Hologres path analysis functions include path details functions and path parsing functions. You can use path analysis functions to compute path details and parse the results in an efficient manner. You can also display the returned data in a Sankey diagram to view complex path information in a visualized manner. This topic describes how to use path details functions and path parsing functions in Hologres.
Background information
Path analysis functions record the distribution of paths when you use a product or a feature and the access sequence of each session, and generate an intuitive and easy-to-understand Sankey diagram of behavior paths. A Sankey diagram displays each key node in the access process and the inbound and outbound traffic between nodes. This facilitates fine-grained business operations. Path analysis functions help you understand the access to each key feature of a product, and further assist operations personnel and product personnel in subsequent business strategy optimization and product iteration. Hologres supports path details functions for path details computing and path parsing functions for path result parsing. The returned results of the functions can be directly displayed in Sankey diagrams.
Usage notes
Hologres V2.2 and later support path analysis functions. If the version of your Hologres instance is V2.1 or earlier, you can contact the Hologres technical support to upgrade your instance.
Before you use path analysis functions, you must create an extension. By default, the extension is installed in the public schema. The extension cannot be installed in other schemas.
-- Create an extension. CREATE extension flow_analysis;
NoteAn extension is created at the database level. For each database, you need to create an extension only once. Do not create duplicate extensions in a database.
Path details functions
path_analysis_detail
The path_analysis_detail
function deeply parses specified event data and returns detailed path structures in the form of a serialized array. The returned result includes key information, such as the complete path series, the parent-child relationships between events in each path, and the execution duration of each event in each path.
Syntax
path_analysis_detail( event, event_time, start_event, session_interval_sec, path_depth, path_offset, is_reverse, split_session_by_event)
Parameters
Parameter
Data type
Description
event
text (data)
The event that you want to analyze.
event_time
timestamp, timestamptz, and bigint (data)

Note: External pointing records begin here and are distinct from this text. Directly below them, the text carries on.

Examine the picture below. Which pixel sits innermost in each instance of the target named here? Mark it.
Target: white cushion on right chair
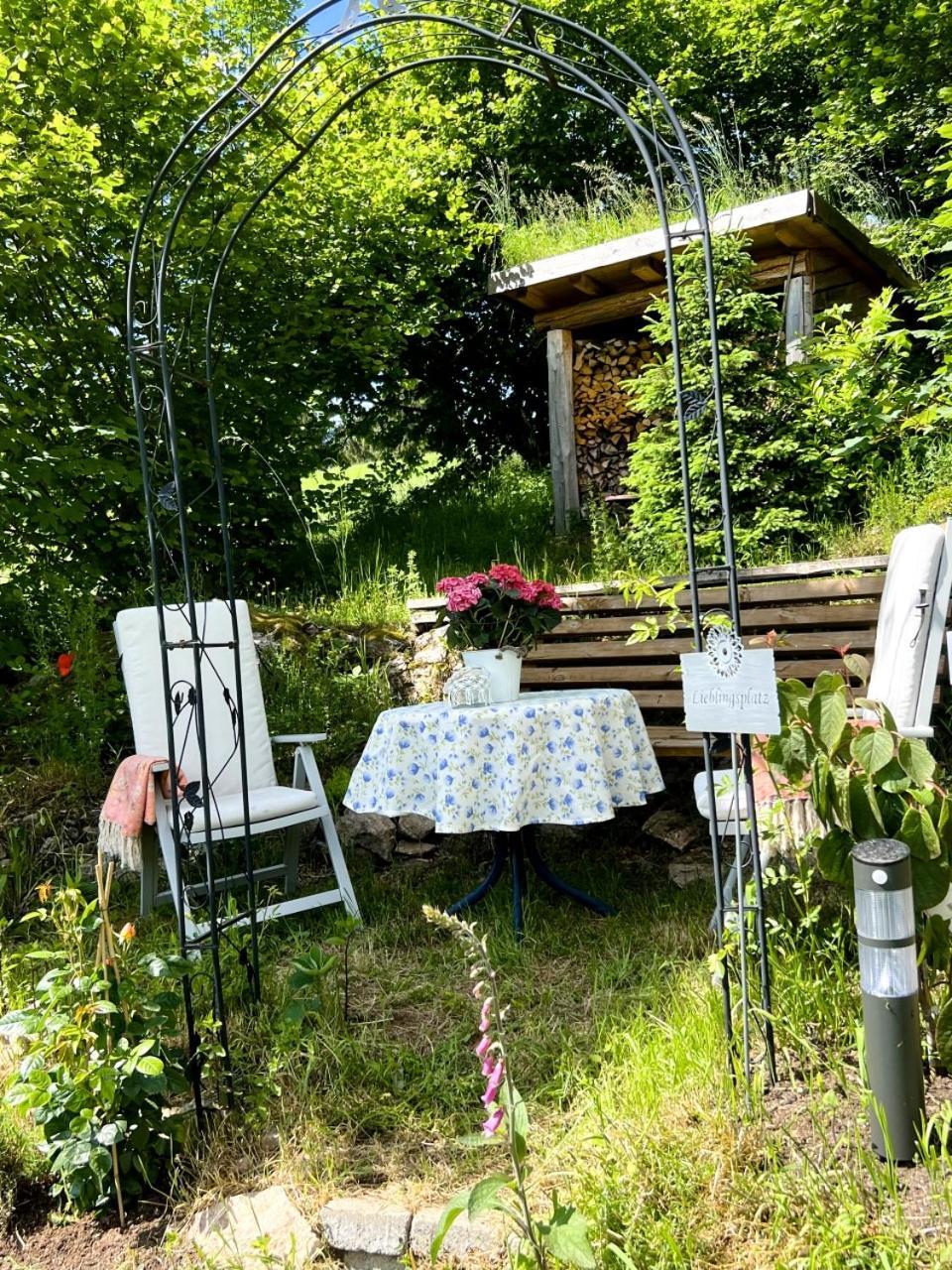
(902, 626)
(137, 638)
(725, 797)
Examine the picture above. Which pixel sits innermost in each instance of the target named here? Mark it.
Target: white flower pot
(503, 666)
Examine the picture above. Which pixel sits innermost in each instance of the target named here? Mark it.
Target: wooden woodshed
(590, 304)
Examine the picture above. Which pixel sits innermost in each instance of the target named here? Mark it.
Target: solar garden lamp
(885, 917)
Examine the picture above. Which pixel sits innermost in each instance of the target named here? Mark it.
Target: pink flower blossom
(485, 1015)
(493, 1123)
(507, 575)
(461, 593)
(495, 1080)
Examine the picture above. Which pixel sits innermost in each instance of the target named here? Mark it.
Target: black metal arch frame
(338, 68)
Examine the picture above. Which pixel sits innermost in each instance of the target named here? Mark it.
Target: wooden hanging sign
(730, 689)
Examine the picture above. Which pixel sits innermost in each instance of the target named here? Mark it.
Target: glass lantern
(467, 688)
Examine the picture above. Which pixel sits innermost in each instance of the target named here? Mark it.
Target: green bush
(803, 441)
(99, 1064)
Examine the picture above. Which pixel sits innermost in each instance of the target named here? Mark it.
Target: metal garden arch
(316, 79)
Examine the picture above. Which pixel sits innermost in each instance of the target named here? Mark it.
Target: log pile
(604, 422)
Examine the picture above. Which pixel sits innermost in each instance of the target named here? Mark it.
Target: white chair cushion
(137, 638)
(724, 797)
(902, 629)
(263, 804)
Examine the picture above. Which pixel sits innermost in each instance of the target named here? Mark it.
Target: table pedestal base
(517, 848)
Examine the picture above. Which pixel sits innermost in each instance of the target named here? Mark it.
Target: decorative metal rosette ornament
(724, 651)
(467, 688)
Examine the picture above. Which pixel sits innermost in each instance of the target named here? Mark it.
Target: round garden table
(546, 758)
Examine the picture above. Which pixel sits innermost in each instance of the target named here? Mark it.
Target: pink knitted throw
(130, 806)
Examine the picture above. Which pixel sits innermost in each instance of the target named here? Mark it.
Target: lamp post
(885, 919)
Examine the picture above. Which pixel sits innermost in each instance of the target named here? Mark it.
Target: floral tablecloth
(546, 758)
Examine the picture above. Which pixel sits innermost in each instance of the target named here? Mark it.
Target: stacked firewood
(604, 422)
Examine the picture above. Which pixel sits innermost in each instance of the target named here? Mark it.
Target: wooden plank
(761, 572)
(587, 285)
(561, 429)
(815, 616)
(848, 232)
(621, 252)
(798, 317)
(780, 592)
(658, 672)
(671, 647)
(594, 313)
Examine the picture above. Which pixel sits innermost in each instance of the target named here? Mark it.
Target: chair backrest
(911, 622)
(137, 640)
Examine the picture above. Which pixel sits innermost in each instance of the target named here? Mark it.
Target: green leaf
(936, 943)
(566, 1237)
(858, 666)
(943, 1034)
(833, 856)
(520, 1120)
(919, 833)
(457, 1205)
(483, 1196)
(915, 760)
(828, 715)
(930, 880)
(865, 811)
(873, 748)
(109, 1134)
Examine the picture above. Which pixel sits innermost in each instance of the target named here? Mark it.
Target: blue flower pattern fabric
(546, 758)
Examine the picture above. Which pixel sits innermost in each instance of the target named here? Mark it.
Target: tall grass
(610, 204)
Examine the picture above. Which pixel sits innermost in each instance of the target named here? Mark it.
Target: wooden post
(800, 316)
(561, 427)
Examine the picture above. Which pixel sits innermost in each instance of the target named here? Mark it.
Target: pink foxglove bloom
(493, 1123)
(495, 1080)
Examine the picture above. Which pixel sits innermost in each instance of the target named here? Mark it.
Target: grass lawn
(617, 1046)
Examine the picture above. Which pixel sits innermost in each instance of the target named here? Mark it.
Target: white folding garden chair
(272, 807)
(910, 631)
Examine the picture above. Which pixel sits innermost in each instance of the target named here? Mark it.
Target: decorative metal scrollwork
(724, 649)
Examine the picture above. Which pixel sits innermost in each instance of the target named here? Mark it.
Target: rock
(467, 1243)
(690, 867)
(413, 849)
(366, 1224)
(676, 829)
(371, 1261)
(370, 832)
(416, 826)
(429, 666)
(254, 1230)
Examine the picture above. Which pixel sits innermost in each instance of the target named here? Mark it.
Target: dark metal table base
(516, 848)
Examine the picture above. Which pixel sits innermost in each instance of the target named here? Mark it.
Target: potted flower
(495, 619)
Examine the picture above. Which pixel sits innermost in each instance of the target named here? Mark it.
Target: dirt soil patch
(35, 1242)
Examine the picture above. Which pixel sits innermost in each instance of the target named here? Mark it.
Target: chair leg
(308, 769)
(167, 843)
(293, 835)
(149, 876)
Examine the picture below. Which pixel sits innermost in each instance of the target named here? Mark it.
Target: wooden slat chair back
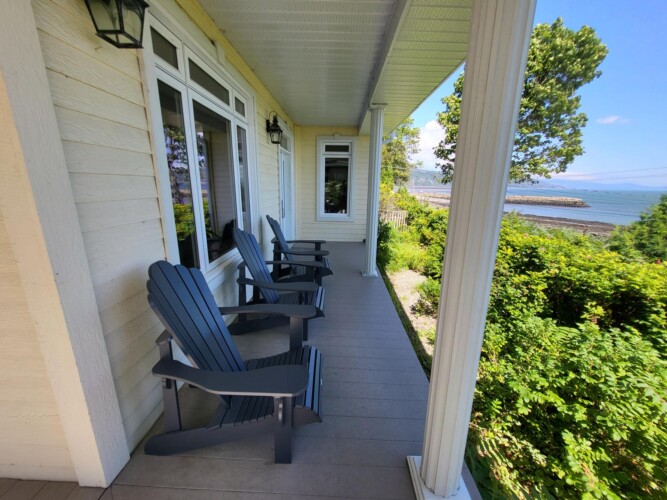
(183, 301)
(263, 395)
(299, 256)
(280, 236)
(252, 256)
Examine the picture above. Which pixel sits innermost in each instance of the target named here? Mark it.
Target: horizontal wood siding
(32, 438)
(98, 95)
(306, 167)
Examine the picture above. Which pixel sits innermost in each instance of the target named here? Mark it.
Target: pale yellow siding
(103, 118)
(308, 227)
(98, 95)
(32, 436)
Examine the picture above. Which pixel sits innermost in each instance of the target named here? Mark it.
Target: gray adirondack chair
(267, 290)
(288, 250)
(276, 393)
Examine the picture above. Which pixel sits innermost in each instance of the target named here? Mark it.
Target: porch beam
(498, 45)
(373, 207)
(37, 206)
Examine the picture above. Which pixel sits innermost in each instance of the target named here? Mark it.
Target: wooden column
(498, 45)
(373, 209)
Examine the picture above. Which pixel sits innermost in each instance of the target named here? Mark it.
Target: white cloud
(611, 120)
(429, 136)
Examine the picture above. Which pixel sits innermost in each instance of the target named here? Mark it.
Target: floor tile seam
(121, 482)
(251, 492)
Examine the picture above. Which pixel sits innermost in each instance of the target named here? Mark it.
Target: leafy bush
(570, 400)
(568, 412)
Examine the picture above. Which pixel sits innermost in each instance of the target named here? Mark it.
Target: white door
(286, 194)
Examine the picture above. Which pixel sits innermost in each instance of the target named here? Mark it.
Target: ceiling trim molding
(401, 8)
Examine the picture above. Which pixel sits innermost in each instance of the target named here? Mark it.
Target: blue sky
(625, 140)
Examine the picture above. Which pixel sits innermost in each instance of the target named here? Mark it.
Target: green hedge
(571, 394)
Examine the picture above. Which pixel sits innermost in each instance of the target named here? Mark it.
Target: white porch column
(373, 210)
(499, 36)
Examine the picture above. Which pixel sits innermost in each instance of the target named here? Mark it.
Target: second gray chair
(268, 290)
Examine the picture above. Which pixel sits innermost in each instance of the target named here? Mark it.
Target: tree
(397, 153)
(648, 235)
(549, 130)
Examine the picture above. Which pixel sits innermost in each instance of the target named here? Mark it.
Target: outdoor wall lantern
(119, 22)
(274, 130)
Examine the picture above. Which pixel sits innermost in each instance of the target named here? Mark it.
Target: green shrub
(564, 412)
(572, 388)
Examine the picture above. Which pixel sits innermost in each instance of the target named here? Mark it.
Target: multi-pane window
(335, 167)
(206, 148)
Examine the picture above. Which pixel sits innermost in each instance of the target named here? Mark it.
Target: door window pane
(179, 174)
(243, 176)
(335, 185)
(216, 173)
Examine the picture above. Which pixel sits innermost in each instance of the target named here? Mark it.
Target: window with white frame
(206, 145)
(335, 167)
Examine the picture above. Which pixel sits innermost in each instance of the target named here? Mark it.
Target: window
(335, 165)
(206, 153)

The time series of events.
start_event
text (literal)
The event that you specify as the start event or end event.
session_interval_sec
bigint (literal)
The session interval. Unit: seconds.
If the interval between adjacent events in a session exceeds the value of this parameter, the system splits the session into two sessions. For example, if you set this parameter to 30 seconds and the interval between adjacent events exceeds 30 seconds, the system splits the session into two sessions.
path_depth
bigint (literal)
The length of an event series from the start event or end event.
path_offset
bigint (literal)
The event offset from the start event or end event. 0 specifies no offset.
For example, if you configure Event a as the start event and set the offset to 1 for the event series a, b, and c, the system performs event matching from Event b.
is_reverse
bool (literal)
Specifies whether to return event series in reverse chronological order. Valid values:
false: returns event series in chronological order from the specified start event.
true: returns event series in reverse chronological order from the specified end event.
split_session_by_event
bool (literal)
Specifies whether to split a session based on an event. Valid values:
true: splits a session based on a specified start or end event in an ordered event series.
false: splits a session based only on the value of the
session_interval_sec
parameter. This is the default value.NoteIf you set the
session_interval_sec
parameter to -1, the system splits a session based on a specified start or end event.
For example, the path (event series a, b, and c) is repeated 10 times in a session. The
pad_funnel
function records only one conversion for this session. If you want to record each repeated path as a new session and count one conversion for each session, you can set this parameter to true to split the session. This way, each repeated path can be recorded as one session and one conversion is counted for each session.Return value
path_analysis_detail: A value of the
TEXT
type is returned. Example:{"",\x01a\x01b<,\x01b\x01c<,""}
.NoteThe return value is a serialized array and cannot be directly read. You can use a path parsing function to read the return value.
pad_funnel
The pad_funnel
function is used to obtain the subpath of a combination of specific events.
Syntax
pad_funnel(path_analysis_detail(), target_path)
Parameters
Parameter
Data type
Description
path_analysis_detail()
text (data)
The array of aggregated results of the path details returned by the path_analysis_detail function.
target_path
text (literal)
The event series.
Return value
path_analysis_detail: A value of the
TEXT
type is returned. Example:text []{"",\x01a\x01b<,\x01b\x01c<,""}
.NoteThe return value is a serialized array and cannot be directly read. You can use a path parsing function to read the return value.
Path parsing functions
pad_full_path
The pad_full_path
function can perform comprehensive path parsing on the return value of the path_analysis_detail
function. The pad_full_path function can also parse the full path, subpath, and time consumption of each event. This helps business personnel observe paths more intuitively.
Syntax
pad_full_path(path_analysis_detail())
Parameters
path_analysis_detail(): the array of aggregated results of the path details returned by the path_analysis_detail function.
Return value
The following code shows the result returned by the
pad_full_path
function:pad_sub_path_left(unnested_pad_result) pad_sub_path_right(unnested_pad_result) pad_sub_index_left(unnested_pad_result) pad_sub_index_right(unnested_pad_result) pad_sub_cost(unnested_pad_result) pad_sub_session(unnested_pad_result)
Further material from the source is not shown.